Lately I’ve been thinking about the nature of history. Not “history” as in “what happened in the past” but “history” as in the “study of the past. ”
My thoughts about this were sparked by reading a book that purports to be a “history” of a certain denomination. I opened it with interest as it is about the denomination I grew up in. (It was published some years ago and I read it then but just recently re-read it.)
When I closed the book after re-reading it I wondered if this book really counts as “history?”
I happen to know a lot about the subject of the book; I was there when many of the events it recounts happened and many of the people are close relatives and family friends. I happen to know many facts omitted by the author and some of them are, I think, crucial to knowing and understanding the denomination’s past and present.
If this were a book about a saint it would be categorized as “hagiography.” That’s the word for a book that describes a saint only as a saint–no warts at all.
The book in question includes almost only “the good” omitting “the bad and the ugly.” It is all rainbows and roses, sweetness and light.
My question is whether such books should be considered “histories.” Are we doing justice to history if we tell only the positive, the pretty? I doubt it.
Now, for any who might know the book I’m talking about, I will say that it strongly HINTS at some negative events and people in the denomination’s past, but it omits the “dirt” on them and it.
If I (or anyone) wrote a “history” of the popes, for example, but mentioned only the “good ones” and the good about the “bad ones” (the “anti-popes” and corrupt popes of the renaissance) what would readers who know the whole truth think? History or not? I am sure most non-Catholics, anyway, would judge it NOT a “real history” of the popes.
This seems to me a common human trait–but one that ought to be resisted. We tend to want to read the whole story, including the good, the bad and the ugly, about OTHERS’ institutions but only the good about our own. To the extent that we feel some loyalty to institutions we excuse promotional propagandas parading as histories about them.

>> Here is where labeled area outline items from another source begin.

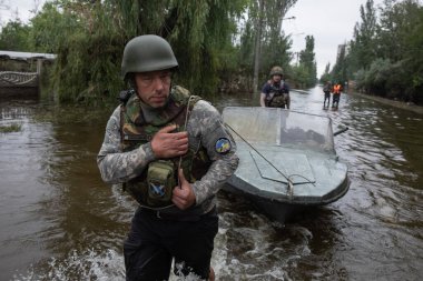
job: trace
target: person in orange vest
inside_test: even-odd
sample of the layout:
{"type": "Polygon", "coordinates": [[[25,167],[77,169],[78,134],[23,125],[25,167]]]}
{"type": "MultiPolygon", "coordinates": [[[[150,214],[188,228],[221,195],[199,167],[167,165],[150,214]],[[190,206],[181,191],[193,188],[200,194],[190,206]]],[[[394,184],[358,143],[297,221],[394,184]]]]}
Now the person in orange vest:
{"type": "Polygon", "coordinates": [[[334,87],[332,88],[332,108],[337,109],[340,104],[340,98],[341,98],[341,91],[342,91],[342,86],[341,83],[335,83],[334,87]]]}
{"type": "Polygon", "coordinates": [[[331,82],[326,81],[325,86],[323,87],[323,92],[325,93],[325,99],[323,101],[323,109],[326,109],[326,101],[327,101],[327,108],[331,106],[331,82]]]}

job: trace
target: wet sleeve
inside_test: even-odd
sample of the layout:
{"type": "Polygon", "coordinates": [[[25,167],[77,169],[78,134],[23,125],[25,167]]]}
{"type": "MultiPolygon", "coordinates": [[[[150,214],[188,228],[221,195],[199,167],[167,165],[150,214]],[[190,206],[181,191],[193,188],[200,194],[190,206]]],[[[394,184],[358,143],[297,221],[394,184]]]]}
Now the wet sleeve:
{"type": "Polygon", "coordinates": [[[139,175],[155,159],[150,142],[122,152],[120,145],[120,107],[107,122],[105,140],[97,155],[101,179],[106,183],[121,183],[139,175]]]}
{"type": "Polygon", "coordinates": [[[191,184],[196,203],[216,194],[238,167],[236,144],[225,127],[220,113],[208,102],[198,101],[194,107],[189,127],[200,138],[201,145],[212,160],[206,174],[191,184]]]}

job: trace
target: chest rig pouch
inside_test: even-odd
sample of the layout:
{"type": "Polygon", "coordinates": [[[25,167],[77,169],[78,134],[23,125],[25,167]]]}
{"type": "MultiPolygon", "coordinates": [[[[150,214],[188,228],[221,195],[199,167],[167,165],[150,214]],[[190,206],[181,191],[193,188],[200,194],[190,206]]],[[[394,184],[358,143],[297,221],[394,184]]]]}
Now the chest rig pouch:
{"type": "Polygon", "coordinates": [[[173,161],[158,160],[148,165],[148,201],[159,205],[171,201],[171,191],[176,187],[175,164],[173,161]]]}
{"type": "MultiPolygon", "coordinates": [[[[195,99],[188,102],[189,97],[186,89],[174,88],[166,111],[161,112],[157,120],[146,123],[142,109],[139,107],[139,98],[132,94],[121,106],[122,151],[130,151],[147,143],[158,130],[167,124],[175,123],[179,130],[186,130],[186,119],[194,104],[200,99],[191,96],[195,99]]],[[[144,207],[159,209],[171,205],[173,190],[178,185],[179,163],[184,169],[185,178],[194,182],[206,173],[210,164],[208,157],[200,157],[204,154],[204,149],[197,152],[189,150],[181,161],[179,158],[153,161],[137,178],[124,183],[124,190],[144,207]]]]}

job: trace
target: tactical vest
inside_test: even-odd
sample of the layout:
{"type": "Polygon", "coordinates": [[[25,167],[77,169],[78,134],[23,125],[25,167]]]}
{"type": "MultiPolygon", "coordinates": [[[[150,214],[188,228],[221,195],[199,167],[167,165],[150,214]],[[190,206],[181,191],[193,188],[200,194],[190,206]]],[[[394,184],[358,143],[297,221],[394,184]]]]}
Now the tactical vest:
{"type": "MultiPolygon", "coordinates": [[[[144,119],[140,99],[134,92],[128,101],[121,104],[120,110],[122,151],[130,151],[149,142],[157,131],[168,124],[177,124],[178,131],[185,131],[187,114],[198,100],[200,97],[190,96],[188,90],[176,86],[170,91],[166,111],[148,123],[144,119]]],[[[205,148],[200,147],[198,151],[189,148],[181,159],[178,157],[150,162],[140,175],[124,184],[124,190],[144,207],[159,209],[171,205],[171,191],[178,184],[179,163],[185,178],[195,182],[207,172],[212,162],[205,148]],[[165,178],[166,183],[161,183],[171,188],[156,183],[157,178],[165,178]]]]}
{"type": "Polygon", "coordinates": [[[287,94],[288,91],[286,89],[285,83],[279,84],[270,84],[269,99],[266,99],[266,107],[269,108],[283,108],[287,104],[287,94]]]}

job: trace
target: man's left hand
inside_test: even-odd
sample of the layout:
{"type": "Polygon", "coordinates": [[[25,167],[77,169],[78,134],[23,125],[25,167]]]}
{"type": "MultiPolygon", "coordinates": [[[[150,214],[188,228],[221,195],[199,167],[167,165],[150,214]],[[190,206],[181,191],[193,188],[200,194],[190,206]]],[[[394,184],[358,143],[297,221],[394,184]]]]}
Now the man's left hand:
{"type": "Polygon", "coordinates": [[[196,202],[195,193],[193,191],[191,185],[185,179],[183,169],[179,169],[179,183],[180,187],[176,187],[174,189],[174,195],[171,197],[171,201],[176,207],[181,210],[188,209],[196,202]]]}

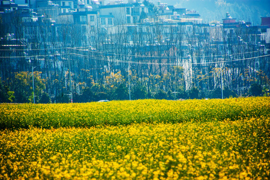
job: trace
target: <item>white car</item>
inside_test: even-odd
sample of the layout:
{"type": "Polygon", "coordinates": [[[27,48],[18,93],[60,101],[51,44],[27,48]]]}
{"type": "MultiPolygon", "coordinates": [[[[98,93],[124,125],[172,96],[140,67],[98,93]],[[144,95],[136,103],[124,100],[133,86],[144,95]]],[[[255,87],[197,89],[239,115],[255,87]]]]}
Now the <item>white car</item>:
{"type": "Polygon", "coordinates": [[[110,102],[110,100],[98,100],[98,102],[110,102]]]}

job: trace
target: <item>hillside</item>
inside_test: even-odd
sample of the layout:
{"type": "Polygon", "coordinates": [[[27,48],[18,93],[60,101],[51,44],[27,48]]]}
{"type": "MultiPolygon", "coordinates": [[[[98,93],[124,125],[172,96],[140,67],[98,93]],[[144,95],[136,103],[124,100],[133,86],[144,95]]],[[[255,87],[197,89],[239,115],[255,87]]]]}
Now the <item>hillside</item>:
{"type": "MultiPolygon", "coordinates": [[[[157,2],[153,0],[154,3],[157,2]]],[[[161,0],[160,2],[176,8],[196,10],[205,22],[221,21],[226,12],[236,20],[250,22],[254,25],[260,24],[260,17],[270,16],[268,0],[161,0]]]]}

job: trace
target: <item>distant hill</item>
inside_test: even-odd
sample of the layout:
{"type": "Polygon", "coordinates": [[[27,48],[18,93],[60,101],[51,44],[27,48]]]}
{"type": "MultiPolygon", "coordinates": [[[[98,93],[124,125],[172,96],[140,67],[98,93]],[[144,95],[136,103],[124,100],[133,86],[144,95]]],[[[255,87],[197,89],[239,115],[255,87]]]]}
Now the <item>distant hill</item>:
{"type": "MultiPolygon", "coordinates": [[[[158,0],[152,0],[156,4],[158,0]]],[[[161,3],[198,12],[204,22],[222,21],[226,12],[236,20],[260,24],[260,17],[270,16],[270,0],[160,0],[161,3]]]]}

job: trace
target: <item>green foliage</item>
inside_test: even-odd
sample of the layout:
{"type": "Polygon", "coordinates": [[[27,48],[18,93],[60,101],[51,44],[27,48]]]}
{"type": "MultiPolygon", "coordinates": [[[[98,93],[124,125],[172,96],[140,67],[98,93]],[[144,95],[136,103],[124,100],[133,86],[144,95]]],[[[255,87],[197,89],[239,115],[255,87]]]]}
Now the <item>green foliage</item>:
{"type": "Polygon", "coordinates": [[[56,97],[56,103],[68,103],[70,102],[70,96],[62,93],[56,97]]]}
{"type": "Polygon", "coordinates": [[[9,91],[8,92],[8,100],[11,102],[13,102],[14,100],[14,99],[15,98],[15,96],[14,96],[14,92],[10,92],[9,91]]]}
{"type": "MultiPolygon", "coordinates": [[[[39,97],[45,88],[44,80],[40,77],[41,72],[34,72],[34,95],[38,101],[39,97]]],[[[25,103],[33,101],[32,75],[30,72],[20,72],[15,74],[14,82],[12,88],[14,90],[16,102],[25,103]]]]}
{"type": "Polygon", "coordinates": [[[8,92],[8,86],[0,80],[0,102],[10,102],[8,92]]]}
{"type": "Polygon", "coordinates": [[[188,96],[190,99],[198,99],[200,92],[197,88],[193,87],[188,90],[188,96]]]}
{"type": "Polygon", "coordinates": [[[167,92],[163,90],[160,90],[154,94],[154,98],[156,100],[167,100],[168,97],[167,92]]]}
{"type": "Polygon", "coordinates": [[[184,87],[180,87],[177,90],[176,97],[176,99],[187,99],[188,98],[188,92],[185,90],[184,87]]]}
{"type": "Polygon", "coordinates": [[[132,92],[132,100],[143,100],[147,98],[147,91],[146,87],[138,83],[133,88],[132,92]]]}
{"type": "Polygon", "coordinates": [[[46,92],[43,92],[42,94],[40,99],[38,101],[38,103],[42,104],[48,104],[51,103],[52,101],[50,100],[50,96],[46,92]]]}
{"type": "Polygon", "coordinates": [[[116,88],[113,92],[112,96],[116,100],[126,100],[128,98],[128,88],[123,84],[116,88]]]}

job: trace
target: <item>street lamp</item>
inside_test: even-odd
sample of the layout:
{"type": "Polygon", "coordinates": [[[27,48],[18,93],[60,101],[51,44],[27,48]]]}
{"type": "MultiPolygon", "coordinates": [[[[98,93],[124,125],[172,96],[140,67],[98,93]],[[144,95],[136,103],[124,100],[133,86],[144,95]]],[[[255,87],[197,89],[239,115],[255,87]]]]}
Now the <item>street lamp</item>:
{"type": "Polygon", "coordinates": [[[128,64],[128,92],[130,94],[130,100],[131,100],[130,98],[130,65],[128,64]]]}
{"type": "Polygon", "coordinates": [[[34,67],[33,67],[33,66],[32,66],[32,81],[33,81],[33,92],[34,92],[34,70],[38,66],[40,66],[40,64],[38,65],[37,66],[34,66],[34,67]]]}
{"type": "Polygon", "coordinates": [[[130,98],[130,66],[128,64],[128,92],[130,94],[130,100],[131,100],[130,98]]]}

To the extent we feel no loyalty to institutions we insist on historical treatments of them being thorough including especially abuses of power within and by them.
I am not arguing that “real histories” must include every negative detail about institutions or organizations; I am arguing that they must not omit major abuses of power that are essential to understanding the character and direction and fate of such institutions or organizations. History is, in general, the story of power–who had it and what they did with it. The reason for studying it is not only to understand the past but to avoid the repetition of its failures (as well as to perpetuate and replicate its successes).

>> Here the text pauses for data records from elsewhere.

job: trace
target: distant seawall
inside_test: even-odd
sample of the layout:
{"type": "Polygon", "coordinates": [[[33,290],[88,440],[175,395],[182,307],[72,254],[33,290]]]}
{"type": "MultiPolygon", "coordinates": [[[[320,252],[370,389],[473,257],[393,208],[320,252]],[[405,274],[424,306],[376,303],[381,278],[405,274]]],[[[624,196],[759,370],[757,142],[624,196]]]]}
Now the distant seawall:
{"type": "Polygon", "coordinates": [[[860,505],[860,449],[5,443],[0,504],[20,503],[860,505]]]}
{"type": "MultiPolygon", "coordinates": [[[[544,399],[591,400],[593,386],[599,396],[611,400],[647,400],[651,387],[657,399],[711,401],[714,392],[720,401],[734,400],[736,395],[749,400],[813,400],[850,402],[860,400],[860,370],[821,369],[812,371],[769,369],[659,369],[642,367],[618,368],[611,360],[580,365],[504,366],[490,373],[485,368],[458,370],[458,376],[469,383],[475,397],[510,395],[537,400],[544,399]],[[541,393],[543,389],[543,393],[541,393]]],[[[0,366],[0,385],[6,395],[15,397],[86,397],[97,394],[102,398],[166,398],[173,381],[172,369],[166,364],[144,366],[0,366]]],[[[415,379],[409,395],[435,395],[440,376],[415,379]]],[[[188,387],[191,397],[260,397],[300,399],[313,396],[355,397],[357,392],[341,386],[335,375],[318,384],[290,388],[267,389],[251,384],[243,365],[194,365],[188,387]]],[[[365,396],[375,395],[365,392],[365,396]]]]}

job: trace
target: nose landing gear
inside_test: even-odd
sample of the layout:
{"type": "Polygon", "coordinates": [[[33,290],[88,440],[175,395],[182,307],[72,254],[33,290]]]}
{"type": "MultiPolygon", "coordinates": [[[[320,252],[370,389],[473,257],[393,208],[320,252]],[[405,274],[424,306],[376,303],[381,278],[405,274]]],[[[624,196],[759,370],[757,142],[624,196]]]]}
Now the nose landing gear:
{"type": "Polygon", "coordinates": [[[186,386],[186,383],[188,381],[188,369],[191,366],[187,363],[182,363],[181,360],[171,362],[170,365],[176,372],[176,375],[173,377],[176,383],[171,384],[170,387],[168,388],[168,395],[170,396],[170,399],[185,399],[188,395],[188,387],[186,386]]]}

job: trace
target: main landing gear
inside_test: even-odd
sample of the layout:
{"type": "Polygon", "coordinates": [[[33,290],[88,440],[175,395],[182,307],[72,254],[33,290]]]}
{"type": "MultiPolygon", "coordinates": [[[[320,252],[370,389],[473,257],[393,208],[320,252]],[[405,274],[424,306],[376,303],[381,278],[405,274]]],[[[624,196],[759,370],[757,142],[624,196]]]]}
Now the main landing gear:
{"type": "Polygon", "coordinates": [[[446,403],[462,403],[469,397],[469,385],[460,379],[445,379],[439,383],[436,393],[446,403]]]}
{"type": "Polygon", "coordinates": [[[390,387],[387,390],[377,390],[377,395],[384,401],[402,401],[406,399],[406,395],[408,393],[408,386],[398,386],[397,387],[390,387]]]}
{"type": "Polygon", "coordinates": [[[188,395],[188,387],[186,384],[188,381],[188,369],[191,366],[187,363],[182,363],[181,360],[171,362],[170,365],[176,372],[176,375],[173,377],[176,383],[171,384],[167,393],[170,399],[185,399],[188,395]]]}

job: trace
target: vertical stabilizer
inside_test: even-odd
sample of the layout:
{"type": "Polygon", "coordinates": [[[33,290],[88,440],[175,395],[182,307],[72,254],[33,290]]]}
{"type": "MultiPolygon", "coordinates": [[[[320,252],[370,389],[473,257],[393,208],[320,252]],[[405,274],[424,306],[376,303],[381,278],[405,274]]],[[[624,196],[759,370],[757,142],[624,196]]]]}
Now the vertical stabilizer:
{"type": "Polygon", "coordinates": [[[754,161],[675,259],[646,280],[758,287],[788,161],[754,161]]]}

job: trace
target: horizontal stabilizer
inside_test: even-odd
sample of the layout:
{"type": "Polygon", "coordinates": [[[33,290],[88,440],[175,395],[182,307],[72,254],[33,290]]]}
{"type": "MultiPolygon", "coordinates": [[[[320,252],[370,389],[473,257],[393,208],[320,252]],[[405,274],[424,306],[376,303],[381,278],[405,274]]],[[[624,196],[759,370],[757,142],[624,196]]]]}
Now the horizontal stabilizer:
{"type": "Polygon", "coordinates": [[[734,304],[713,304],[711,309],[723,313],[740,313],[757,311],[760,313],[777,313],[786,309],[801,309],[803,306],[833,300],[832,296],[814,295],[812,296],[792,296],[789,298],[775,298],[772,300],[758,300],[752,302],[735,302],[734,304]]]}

Unfortunately, religious institutions and organizations are especially prone to this human trait. People who dare to tell the whole truth, warts and all, about religious institutions and organizations (and often people) are often subjected to accusations of being “negative,” “bitter,” “prejudiced,” unspiritual.” But imagine what we would not know about Israel, for example, if the writers of the Hebrew scriptures included in their chronicles only the good and never the bad or ugly.